Dave Zirnhelt, a former NDP cabinet minister, said parties have a role to play aggregating positions and presenting the public with packages of policies from which to choose.

Nobody, including Simpson, is predicting a day when independents will win all 85 constituencies. Electing a few, however, will bring greater scrutiny to both the government and the opposition.

Polls and campaigns

It is tough to predict with any confidence what the voters of Cariboo North will decide, but word was circulating that one of the parties had a poll showing 50 per cent support for Simpson, with the rest split evenly between the Liberals' Oakes and the NDP's Barnett.

"It feels good on the door," said Simpson, when asked about the figure. His support seems distributed more evenly through the constituency than it did in 2005 and 2009, he said. "Certainly there's no slippage. If there's no slippage, it's around the 49 range where I was before."

His team found a similar result in a poll taken before the two main parties chose candidates, he said.

"I've been in Liberal poll areas; I can't find the Liberal support," he said. "We know we're drawing from both the traditional parties' camps as well, but we're not taking anything for granted. We're running a very, very strong campaign."

Simpson mentioned the Green Party usually gets between three and six per cent of votes in the riding, but people are aware this time the Greens chose not to run anyone against him, and leader Jane Sterk and federal MP Elizabeth May have both endorsed him. "That little bit of a margin is available too."

When asked about the 50 per cent for Simpson figure, Oakes said, "We've certainly looked at the polls, we're on the phones every day and we're door knocking, and I've read what your publication's saying. I really do believe it is too close to call."

The Tyee has listed the race as likely to be close.

Government by the people

"It is such an interesting riding right now because of not knowing where that split is going to fall," said Oakes. "That just motivates (us) every single day to make sure we get out there, work harder, talk to more people and do as much as we possibly can to talk about what I'm passionate about."

Growing up in the area, serving on Quesnel city council and being the executive director of the Quesnel and District Chamber of Commerce all help, said Oakes. "On the voter ID, I think maybe we have a little bit of an advantage," she said. "Having been around so many years, you have a lot of contacts and a large network. For us we feel really positive."

"I think it's going to be a tough three way race and I'm very comfortable with the support I'm getting on the doorstep talking to people," said the NDP's Barnett, a past Cariboo Regional District director and president of the Cariboo Cattleman's Association. "People are saying they're ready for a change in government, no doubt about it."

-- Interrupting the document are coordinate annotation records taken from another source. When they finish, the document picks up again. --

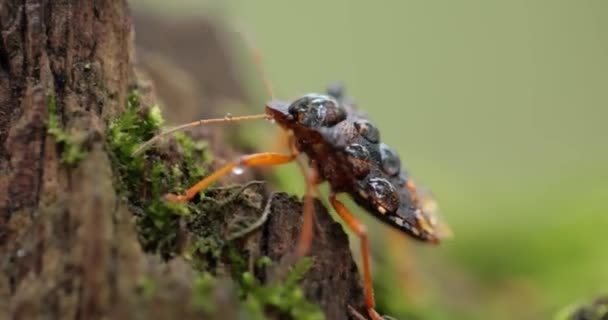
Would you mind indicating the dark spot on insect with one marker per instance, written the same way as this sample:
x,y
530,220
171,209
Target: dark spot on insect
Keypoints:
x,y
358,157
336,90
316,110
367,130
391,164
383,194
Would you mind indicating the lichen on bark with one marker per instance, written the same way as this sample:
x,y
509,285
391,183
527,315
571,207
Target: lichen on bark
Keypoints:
x,y
84,232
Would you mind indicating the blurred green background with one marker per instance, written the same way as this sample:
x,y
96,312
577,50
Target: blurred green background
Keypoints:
x,y
500,108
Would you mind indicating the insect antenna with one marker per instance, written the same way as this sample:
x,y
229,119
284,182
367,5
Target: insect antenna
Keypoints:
x,y
257,59
185,126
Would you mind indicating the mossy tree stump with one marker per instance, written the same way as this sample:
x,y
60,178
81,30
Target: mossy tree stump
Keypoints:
x,y
71,237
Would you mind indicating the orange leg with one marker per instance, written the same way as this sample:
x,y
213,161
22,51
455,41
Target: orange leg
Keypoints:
x,y
361,231
252,160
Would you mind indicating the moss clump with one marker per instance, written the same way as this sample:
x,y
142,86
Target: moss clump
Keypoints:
x,y
209,221
144,178
70,147
284,298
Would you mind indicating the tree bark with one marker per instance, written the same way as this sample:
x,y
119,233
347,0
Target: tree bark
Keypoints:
x,y
69,247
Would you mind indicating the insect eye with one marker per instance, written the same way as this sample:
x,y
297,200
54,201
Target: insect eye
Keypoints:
x,y
384,193
368,131
317,110
391,164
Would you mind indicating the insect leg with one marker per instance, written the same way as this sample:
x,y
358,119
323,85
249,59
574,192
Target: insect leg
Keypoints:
x,y
360,229
252,160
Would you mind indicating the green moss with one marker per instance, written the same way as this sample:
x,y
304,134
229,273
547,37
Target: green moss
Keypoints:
x,y
285,297
145,177
70,147
203,287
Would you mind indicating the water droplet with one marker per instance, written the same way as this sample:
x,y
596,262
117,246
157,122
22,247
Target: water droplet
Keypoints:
x,y
238,170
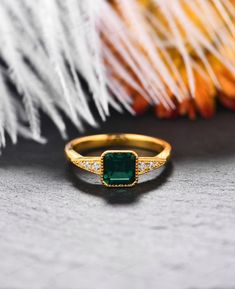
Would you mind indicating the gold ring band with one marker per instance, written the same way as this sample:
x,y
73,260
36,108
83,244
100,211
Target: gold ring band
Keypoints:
x,y
118,168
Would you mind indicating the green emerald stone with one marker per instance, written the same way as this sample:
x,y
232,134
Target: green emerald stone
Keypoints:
x,y
119,168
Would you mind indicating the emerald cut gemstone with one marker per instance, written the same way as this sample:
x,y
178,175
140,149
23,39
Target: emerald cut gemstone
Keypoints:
x,y
119,168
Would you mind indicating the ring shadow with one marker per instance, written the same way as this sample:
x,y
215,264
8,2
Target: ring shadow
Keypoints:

His party's been polling, but compared to talking with people his team doesn't put much stock in the results, he said.

"I think voters in Cariboo North are really fortunate in that we're seeing democracy in action," he said. "They've got three good candidates, so that hopefully will cause people to engage and to look at what the candidates are saying and look at the party platforms and make an informed decision. But they've got a choice, and that's what democracy's all about."

As for the Quesnel coffee and cigarettes focus group, they included three likely votes for Simpson, two for Barnett and one for Oakes.

"Bob Simpson's going to get in," predicted Malone, saying the vote split will work in Simpson's favour.

But the consensus seemed to be they would rather see a different system altogether. Len Nordin joked the province might do better using a fortune telling Magic Eight Ball to make decisions. "I'm going to vote for the eight-ball party," he said.

And Al Archer suggested choosing citizens randomly through a lottery system to serve as MLAs.